- Written by: Louis MacNeice
- Based on: Childe Roland to the Dark Tower Came by Robert Browning
- Music by: Benjamin Britten
- Genre: Radio play

Premiere
- Date: 26 January 1946
- Official website

= The Dark Tower (radio play) =

The Dark Tower is a 1946 BBC Home Service radio play written, in verse, and produced by Louis MacNeice, with music composed for it by Benjamin Britten. Dramatist and author Robin Brooks, writing in The Guardian in 2017, called it "a landmark in radio drama".

MacNeice wrote the play in the autumn of 1945. At the time, he was still badly shaken by the wartime death of a schoolfriend, Graham Shepard, (Note: Graham Shepard was the son of the artist E. H. Shepard. Shepard's ship HMS Polyanthus was sunk in September 1943 in the Battle of the Atlantic) and had what might be termed survivor guilt. Britten had previously written the music for MacNeice's The Agamemnon of Aeschylus (1936), and Out of the Picture (1937). MacNeice asked Britten to write music for The Dark Tower "with the greatest economy".

The play was first broadcast on 21 January 1946, a Monday, at 9:15pm. It was introduced as "a parable play on the ancient theme of the Quest, suggested by Robert Browning's poem Childe Roland to the Dark Tower Came". The cast included Cyril Cusack as Roland and Olga Lindo as The Mother. The "ad hoc" orchestra was conducted by Walter Goehr, conductor of the BBC Theatre Orchestra.

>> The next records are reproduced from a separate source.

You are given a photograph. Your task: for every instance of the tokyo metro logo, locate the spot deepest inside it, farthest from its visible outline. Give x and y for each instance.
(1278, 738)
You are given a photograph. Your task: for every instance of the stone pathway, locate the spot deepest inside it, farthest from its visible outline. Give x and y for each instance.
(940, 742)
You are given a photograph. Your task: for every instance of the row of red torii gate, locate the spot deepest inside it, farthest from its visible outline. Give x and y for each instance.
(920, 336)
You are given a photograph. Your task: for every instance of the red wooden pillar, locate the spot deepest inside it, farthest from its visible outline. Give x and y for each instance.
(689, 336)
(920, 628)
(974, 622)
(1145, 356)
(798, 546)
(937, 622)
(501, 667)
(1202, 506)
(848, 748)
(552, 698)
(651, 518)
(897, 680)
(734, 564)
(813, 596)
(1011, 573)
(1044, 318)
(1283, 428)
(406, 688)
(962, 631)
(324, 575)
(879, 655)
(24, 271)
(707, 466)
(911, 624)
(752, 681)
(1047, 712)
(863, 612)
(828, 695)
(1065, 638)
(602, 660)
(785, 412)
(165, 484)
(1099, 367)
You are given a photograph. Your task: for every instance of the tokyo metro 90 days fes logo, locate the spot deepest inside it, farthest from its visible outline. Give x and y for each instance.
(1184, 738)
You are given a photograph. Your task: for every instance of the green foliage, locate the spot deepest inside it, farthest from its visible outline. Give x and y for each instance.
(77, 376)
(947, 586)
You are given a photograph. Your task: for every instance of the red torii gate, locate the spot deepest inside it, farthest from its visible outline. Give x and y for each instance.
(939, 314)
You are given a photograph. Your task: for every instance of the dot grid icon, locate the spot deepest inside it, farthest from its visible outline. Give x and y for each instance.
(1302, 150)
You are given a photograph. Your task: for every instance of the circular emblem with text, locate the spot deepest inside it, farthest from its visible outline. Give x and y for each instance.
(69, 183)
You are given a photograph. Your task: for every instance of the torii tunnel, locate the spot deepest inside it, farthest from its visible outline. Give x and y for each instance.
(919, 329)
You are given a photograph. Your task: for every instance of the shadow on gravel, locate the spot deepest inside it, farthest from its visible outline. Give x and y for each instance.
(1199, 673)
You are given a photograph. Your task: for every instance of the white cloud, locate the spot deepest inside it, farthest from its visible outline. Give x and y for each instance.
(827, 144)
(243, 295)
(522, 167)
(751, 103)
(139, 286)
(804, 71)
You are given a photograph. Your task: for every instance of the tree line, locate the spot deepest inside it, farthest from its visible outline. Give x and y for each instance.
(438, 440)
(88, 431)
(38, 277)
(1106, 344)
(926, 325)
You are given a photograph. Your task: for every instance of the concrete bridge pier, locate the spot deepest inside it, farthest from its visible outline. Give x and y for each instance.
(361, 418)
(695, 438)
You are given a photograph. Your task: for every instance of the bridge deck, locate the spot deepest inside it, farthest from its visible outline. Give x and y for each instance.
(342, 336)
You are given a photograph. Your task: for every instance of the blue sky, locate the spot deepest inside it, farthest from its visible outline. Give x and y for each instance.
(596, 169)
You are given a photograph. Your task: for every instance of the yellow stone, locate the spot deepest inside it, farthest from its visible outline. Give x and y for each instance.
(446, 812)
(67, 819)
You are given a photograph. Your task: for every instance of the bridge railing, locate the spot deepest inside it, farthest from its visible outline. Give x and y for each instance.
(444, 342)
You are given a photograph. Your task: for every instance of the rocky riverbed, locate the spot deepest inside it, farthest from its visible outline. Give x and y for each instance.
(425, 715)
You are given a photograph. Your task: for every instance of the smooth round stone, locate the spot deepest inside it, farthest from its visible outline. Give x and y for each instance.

The play was published by Faber and Faber as The Dark Tower and Other Radio Scripts (1947). MacNeice dedicated the published script to Britten.

As part of MacNeice's centenary year (2007), Roma Tomelty and Centre Stage Theatre Company, based in Belfast, Northern Ireland, presented the radio play with an original score composed and performed by Mark McGrath.

Robin Brooks produced a recreation of the first broadcast performance, with the BBC Concert Orchestra, at Orford Church, Suffolk, as part of the 2017 Britten Weekend. The performance was itself broadcast on BBC Radio 3.

The audio recording of the original 1946 broadcast is available to stream and is the oldest complete programme made available by the BBC, online. (Note: Wart and the Hawks, a single episode of the six-part adaptation of the T. H. White novel The Sword In The Stone, made in 1939, is also available. It too has music by Britten.) It has a running time of 1 hour, 13 minutes.